SSN found: 123-45-6789


#### 2. `re.match(pattern, string)`:
   - Searches the `string` for a match only at the beginning.
   - Returns a match object if the pattern is found at the start, otherwise returns `None`.

In [5]:
pattern = '\w' # matches any word character. A word character includes alphanumeric characters (letters and digits) and underscores (_). It is equivalent to [a-zA-Z0-9_].
text = ' I have an apple and a banana.'

result = re.match(pattern, text)
if result:
    print(f"Match found: {result.group()}")
else:
    print("No match found.")

No match found.


Since there is a space at the beginning of the text, and that is not an alphanumeric character, returns match not found.

#### 3. `re.findall(pattern, string)`:
   - Returns all occurrences of the `pattern` in the `string` as a list of strings.


In [11]:
pattern = '\d+' # numerico, 1 o mas caracteres
text = 'I have 3 apples and 5 bananas.'

result = re.findall(pattern, text)
print(f"Occurrences: {result}")

Occurrences: ['3', '5']


Lets look at the regex pattern `[\w\.]+@\w+\.\w+`, designed to match email addresses:

1. `[\w\.]+`: Matches one or more occurrences of word characters or dots (`.`).
   - `\w` represents word characters (letters, digits, and underscores).
   - `\.` matches a literal dot (period).

2. `@`: Matches the `@` symbol.

3. `\w+`: Matches one or more occurrences of word characters after the `@` symbol.
   - `\w` represents word characters (letters, digits, and underscores).

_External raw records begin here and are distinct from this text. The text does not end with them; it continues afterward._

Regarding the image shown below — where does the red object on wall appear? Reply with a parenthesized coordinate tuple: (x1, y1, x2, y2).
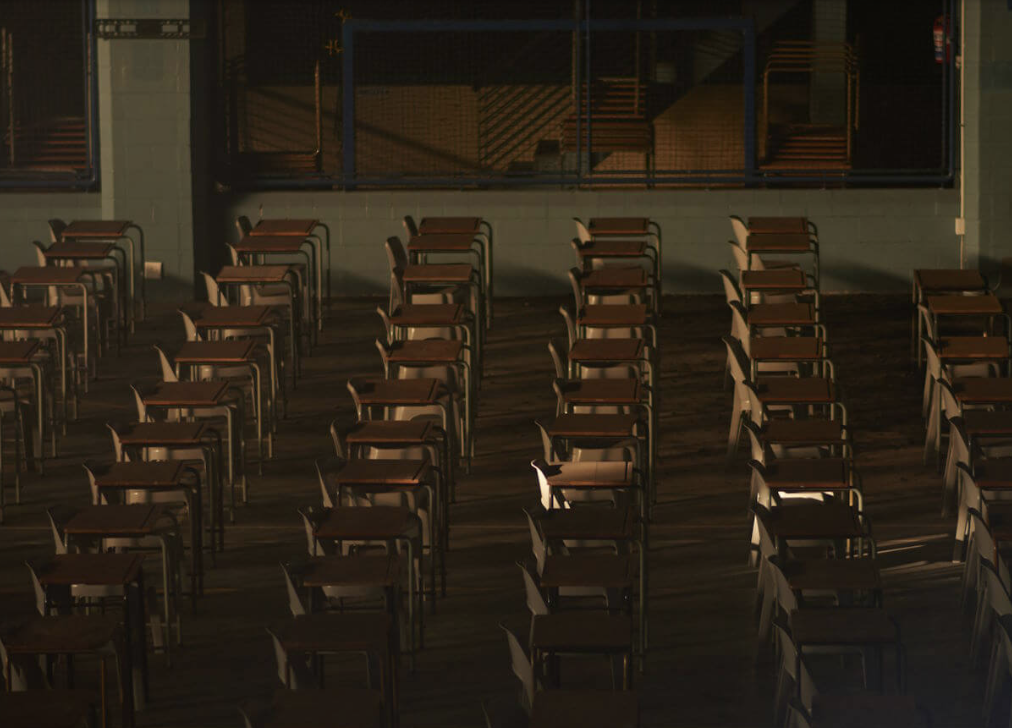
(934, 15, 951, 63)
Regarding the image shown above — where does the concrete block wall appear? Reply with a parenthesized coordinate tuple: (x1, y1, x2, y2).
(972, 0, 1012, 272)
(96, 0, 193, 298)
(224, 187, 959, 297)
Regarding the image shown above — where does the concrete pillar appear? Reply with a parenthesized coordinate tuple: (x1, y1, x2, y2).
(810, 0, 847, 127)
(96, 0, 192, 299)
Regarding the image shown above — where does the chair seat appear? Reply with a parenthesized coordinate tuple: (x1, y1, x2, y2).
(781, 558, 881, 593)
(763, 458, 849, 490)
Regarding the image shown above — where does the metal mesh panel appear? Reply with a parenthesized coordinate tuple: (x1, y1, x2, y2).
(0, 0, 92, 180)
(352, 29, 575, 180)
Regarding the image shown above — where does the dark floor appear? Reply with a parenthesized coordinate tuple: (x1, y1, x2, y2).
(0, 294, 981, 727)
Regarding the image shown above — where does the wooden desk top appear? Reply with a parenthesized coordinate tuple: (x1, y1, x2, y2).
(530, 690, 639, 728)
(531, 612, 633, 652)
(789, 607, 897, 646)
(352, 378, 441, 405)
(950, 378, 1012, 404)
(387, 339, 464, 363)
(270, 612, 391, 653)
(568, 338, 645, 363)
(939, 336, 1009, 360)
(967, 458, 1012, 488)
(582, 267, 650, 289)
(402, 263, 474, 283)
(143, 380, 229, 407)
(302, 555, 400, 588)
(418, 216, 481, 235)
(388, 303, 463, 326)
(927, 294, 1003, 315)
(175, 340, 255, 364)
(44, 241, 117, 259)
(0, 690, 99, 728)
(63, 220, 131, 238)
(745, 232, 813, 252)
(407, 233, 477, 251)
(0, 306, 62, 328)
(313, 506, 417, 540)
(245, 688, 385, 728)
(914, 268, 986, 292)
(749, 336, 823, 361)
(761, 458, 848, 489)
(117, 421, 207, 446)
(36, 553, 143, 587)
(346, 420, 433, 444)
(0, 614, 121, 654)
(763, 418, 844, 445)
(538, 506, 635, 541)
(11, 266, 86, 285)
(755, 376, 835, 404)
(781, 558, 881, 592)
(216, 265, 291, 284)
(250, 219, 318, 237)
(578, 304, 650, 327)
(234, 236, 307, 253)
(64, 504, 161, 535)
(576, 239, 647, 256)
(93, 460, 187, 489)
(588, 217, 650, 236)
(329, 458, 430, 485)
(809, 694, 924, 728)
(549, 413, 641, 438)
(747, 216, 809, 234)
(748, 302, 817, 327)
(741, 268, 808, 291)
(765, 502, 863, 540)
(0, 339, 41, 363)
(193, 305, 273, 328)
(557, 378, 641, 404)
(961, 410, 1012, 435)
(540, 554, 635, 589)
(543, 461, 636, 488)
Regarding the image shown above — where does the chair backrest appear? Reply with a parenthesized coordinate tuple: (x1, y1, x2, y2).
(328, 420, 347, 459)
(225, 243, 240, 267)
(385, 236, 408, 272)
(129, 382, 152, 423)
(402, 215, 418, 238)
(572, 218, 591, 244)
(234, 215, 252, 240)
(917, 303, 939, 344)
(267, 627, 314, 689)
(771, 619, 818, 714)
(523, 508, 547, 574)
(202, 272, 225, 306)
(314, 458, 343, 508)
(82, 461, 104, 505)
(279, 561, 308, 616)
(970, 509, 1012, 587)
(983, 558, 1012, 620)
(518, 561, 549, 616)
(547, 339, 567, 380)
(728, 300, 751, 349)
(388, 269, 407, 311)
(742, 420, 769, 464)
(558, 306, 578, 350)
(566, 268, 584, 312)
(25, 561, 67, 616)
(530, 459, 565, 511)
(179, 309, 202, 342)
(719, 269, 742, 306)
(500, 623, 535, 711)
(153, 345, 178, 383)
(727, 240, 749, 273)
(48, 218, 67, 243)
(753, 507, 777, 561)
(45, 506, 74, 555)
(729, 215, 748, 247)
(533, 421, 557, 462)
(32, 241, 48, 267)
(346, 380, 366, 420)
(722, 334, 752, 391)
(922, 337, 942, 382)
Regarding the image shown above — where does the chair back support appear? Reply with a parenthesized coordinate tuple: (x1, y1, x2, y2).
(500, 623, 535, 711)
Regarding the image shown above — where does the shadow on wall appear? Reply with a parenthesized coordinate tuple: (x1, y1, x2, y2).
(148, 274, 198, 302)
(669, 262, 718, 294)
(823, 265, 909, 293)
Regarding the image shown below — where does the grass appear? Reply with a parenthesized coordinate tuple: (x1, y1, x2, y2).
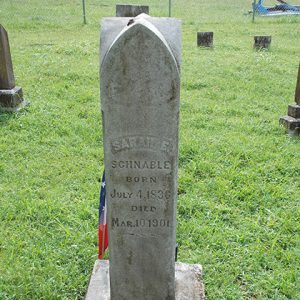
(0, 0, 300, 299)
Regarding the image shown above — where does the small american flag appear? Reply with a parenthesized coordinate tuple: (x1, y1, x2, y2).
(98, 171, 108, 259)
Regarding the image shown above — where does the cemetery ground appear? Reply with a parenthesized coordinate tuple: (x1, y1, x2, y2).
(0, 0, 299, 299)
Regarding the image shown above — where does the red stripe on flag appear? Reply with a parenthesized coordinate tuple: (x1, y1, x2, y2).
(98, 224, 108, 259)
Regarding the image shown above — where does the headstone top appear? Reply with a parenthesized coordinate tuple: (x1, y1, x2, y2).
(0, 25, 15, 89)
(116, 4, 149, 17)
(295, 62, 300, 104)
(101, 15, 181, 114)
(100, 14, 181, 70)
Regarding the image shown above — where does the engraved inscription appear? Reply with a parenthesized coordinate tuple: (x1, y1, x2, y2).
(136, 189, 171, 200)
(111, 160, 171, 169)
(126, 176, 157, 183)
(112, 218, 170, 228)
(131, 205, 157, 212)
(111, 135, 174, 154)
(110, 189, 171, 200)
(110, 190, 133, 199)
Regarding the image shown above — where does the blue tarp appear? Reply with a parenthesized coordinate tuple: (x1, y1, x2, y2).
(254, 0, 300, 15)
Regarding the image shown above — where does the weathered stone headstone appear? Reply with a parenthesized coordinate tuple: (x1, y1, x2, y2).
(197, 32, 213, 48)
(86, 14, 204, 300)
(0, 24, 28, 112)
(254, 35, 271, 50)
(280, 62, 300, 136)
(116, 4, 149, 17)
(103, 14, 179, 300)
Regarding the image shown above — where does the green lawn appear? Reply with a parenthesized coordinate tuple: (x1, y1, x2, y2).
(0, 0, 299, 299)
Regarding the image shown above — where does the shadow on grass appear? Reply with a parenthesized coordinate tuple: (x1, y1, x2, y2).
(0, 112, 15, 124)
(0, 107, 30, 125)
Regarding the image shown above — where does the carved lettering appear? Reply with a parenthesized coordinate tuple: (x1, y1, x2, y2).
(110, 189, 133, 199)
(131, 206, 157, 212)
(111, 160, 171, 169)
(111, 217, 170, 228)
(136, 189, 171, 200)
(126, 176, 157, 183)
(111, 135, 174, 154)
(110, 188, 170, 201)
(112, 218, 119, 227)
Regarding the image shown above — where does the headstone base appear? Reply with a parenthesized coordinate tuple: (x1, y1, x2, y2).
(0, 86, 29, 112)
(85, 260, 205, 300)
(279, 115, 300, 136)
(288, 104, 300, 118)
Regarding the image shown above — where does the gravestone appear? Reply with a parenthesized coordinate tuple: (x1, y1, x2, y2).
(116, 4, 149, 17)
(280, 62, 300, 136)
(0, 24, 28, 112)
(86, 14, 204, 300)
(254, 35, 272, 50)
(197, 32, 213, 48)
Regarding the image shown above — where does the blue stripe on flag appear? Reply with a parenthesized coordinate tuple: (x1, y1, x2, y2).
(99, 171, 106, 225)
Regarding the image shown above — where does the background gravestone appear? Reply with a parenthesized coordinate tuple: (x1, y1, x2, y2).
(280, 62, 300, 136)
(86, 14, 204, 300)
(0, 25, 15, 89)
(197, 32, 214, 48)
(116, 4, 149, 17)
(254, 35, 272, 50)
(0, 24, 28, 112)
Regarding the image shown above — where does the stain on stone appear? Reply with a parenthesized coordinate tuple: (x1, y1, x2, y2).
(127, 19, 135, 26)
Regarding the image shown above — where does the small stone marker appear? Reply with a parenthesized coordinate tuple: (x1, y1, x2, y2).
(86, 14, 204, 300)
(254, 35, 271, 50)
(116, 4, 149, 17)
(197, 32, 213, 48)
(280, 62, 300, 136)
(0, 24, 28, 112)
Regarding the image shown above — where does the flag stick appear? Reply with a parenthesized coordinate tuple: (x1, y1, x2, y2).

4. `\.`: Matches a literal dot (period).

5. `\w+`: Matches one or more occurrences of word characters after the dot.
   - `\w` represents word characters (letters, digits, and underscores).


In [13]:
emails_text = """
Here are some made-up email addresses:
john.doe@example.com
mary_smith123@gmail.com
theodore@example.co.uk
contact_us@company.net
info123@yahoo.com
alice.bob@example.org
support@website.io
sales.department@example.com
test.email@domain.com
random.email@subdomain.co
"""

pattern = '[\w\.]+@\w+\.\w+'

re.findall(pattern, emails_text)

['john.doe@example.com',
 'mary_smith123@gmail.com',
 'theodore@example.co',
 'contact_us@company.net',
 'info123@yahoo.com',
 'alice.bob@example.org',
 'support@website.io',
 'sales.department@example.com',
 'test.email@domain.com',
 'random.email@subdomain.co']

What do you observe in the result? How would you fix it?

In [None]:
# Your answer here

#### 4. `re.finditer(pattern, string)`:
   - Returns an iterator yielding match objects for all occurrences of the `pattern` in the `string`.

In [15]:
pattern = '\d+'
text = 'I have 3 apples and 5 bananas.'

matches = re.finditer(pattern, text)
for match in matches:
    print(f"Match found: {match.group()}")

Match found: 3
Match found: 5


#### 5. `re.sub(pattern, replacement, string)`:
   - Replaces all occurrences of the `pattern` in the `string` with the `replacement` string.

In [17]:
pattern = r'apples'
text = 'I have 3 apples and apples.'

result = re.sub(pattern, 'oranges', text)
print(f"Updated text: {result}")

Updated text: I have 3 oranges and oranges.


In [18]:
re.sub('\d+', '', text)   # replaces numbers for nothing

'I have  apples and apples.'

#### 6. `re.split(pattern, string)`:
   - Splits the `string` by occurrences of the `pattern` and returns a list of substrings.


In [19]:
pattern = '\s+' # matches one or more occurrences of whitespace characters


result = re.split(pattern, text)
print(f"Splitted text: {result}")

Splitted text: ['I', 'have', '3', 'apples', 'and', 'apples.']


### Note

You can use Python functions, for example `re.sub()` instead of `replace()`, or `re.split()` instead of `split()`, if you don't need a regex pattern.